The name "Valentine", derived from valens (worthy), was popular in late antiquity.
Of the Saint Valentine whose feast is on February 14, nothing factual is known except his name and that he was buried at the Via Flaminia north of Rome on February 14. It is even uncertain whether the feast of that day celebrates only one saint or more saints of the same name.

The feast day of Saint Valentine, priest and martyr, was included in the Tridentine Calendar, with the rank of Simple, on February 14. In 1955, Pope Pius XII reduced the celebration to a commemoration within the celebration of the occurring weekday. In 1969, this commemoration was removed from the General Roman Calendar. However, it remains one of the Catholic saint days.

The full history of St. Valentine's Day:
it's blurry and nobody really knows exactly who the real St. Valentine was. There are many stories and myths, and there were three different Valentines who were martyred. One was a priest who lived in Rome and was recorded martyred in 269 A.D. The second, a bishop, lived in Interamna (modern-day Treni) in Italy. There was a very obscure third Valentine who met his fate in Africa. The first Valentine, a priest from Rome, is generally considered the right person and is associated with a charming, but also gruesome, story.

During the reign of Roman Emperor Claudius II
from 268 to 270 A.D., it became important to recruit young men to the army, but the response was low because men didn’t want to leave their wives and families. In reaction to the low interest, the emperor decided to prohibit marriages. But Valentine didn’t accept this and secretly performed marriages between young Christian men and women. He was eventually caught and sentenced to death.

The Roman emperors were firmly against the Christians
until the fourth century A.D. and persecuted them because they were considered a subversive group. One of the major stumbling blocks to acceptance of the Christian church by the Roman population was the many Roman holidays in celebration of the pagan gods. For instance, the Apostle Paul founded an altar in Athens to the deity who was called "Unknown God," and he immediately used this unknown God to introduce Christianity into that community. By this means the faith came to be accepted.

How Valentine's path to Sainthood began
The future saint’s jailer may or may not have had a young daughter, but in any case a young girl began to visit Valentine. He may have fallen in love with her or maybe not, but they met frequently. On February 14, the day that he was to be executed, he wrote her a note and signed it, "From your Valentine." And that is supposedly the origin of the custom of writing one’s beloved a note and signing it with that well-known phrase.
~excerpt from hurriyet.com

Here's the gruesome part of the story: Valentine was beaten to death and decapitated.
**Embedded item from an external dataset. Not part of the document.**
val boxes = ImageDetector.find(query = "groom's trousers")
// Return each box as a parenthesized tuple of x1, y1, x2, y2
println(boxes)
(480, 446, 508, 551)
In 496 A.D. Pope Gelasius set aside Feb. 14 to honor St. Valentine, possibly to turn Roman minds from the licentious behavior associated with the pagan holiday, Lupercalia.
~excerpt from hurriyet.com

The day is kept as a commemoration by Traditionalist Roman Catholics who, in accordance with the authorization given by Pope Benedict XVI's motu proprio Summorum Pontificum of July 7, 2007, use the General Roman Calendar of 1962, and the liturgy of Pope John XXIII's 1962 edition of the Roman Missal. The day is observed as a Simple Feast by Traditionalists, such as the Society of St. Pius X who are Roman Catholics most wholly opposed to the Vatican II reforms ( Vatican council convened 1962-1964; these reforms are wide sweeping and have transformed the face and practice of the modern Church worldwide) of the Catholic Church in current use today; they continue to use the General Roman Calendar of 1954.

Saint Valentine continues to be recognized as a saint we know because he is included in the Roman Martyrology, the Catholic Church's official list of saints. The feast day of Saint Valentine also continues to be included in local calendars of places such as Balzan and Malta, where relics of the saint are claimed to be found.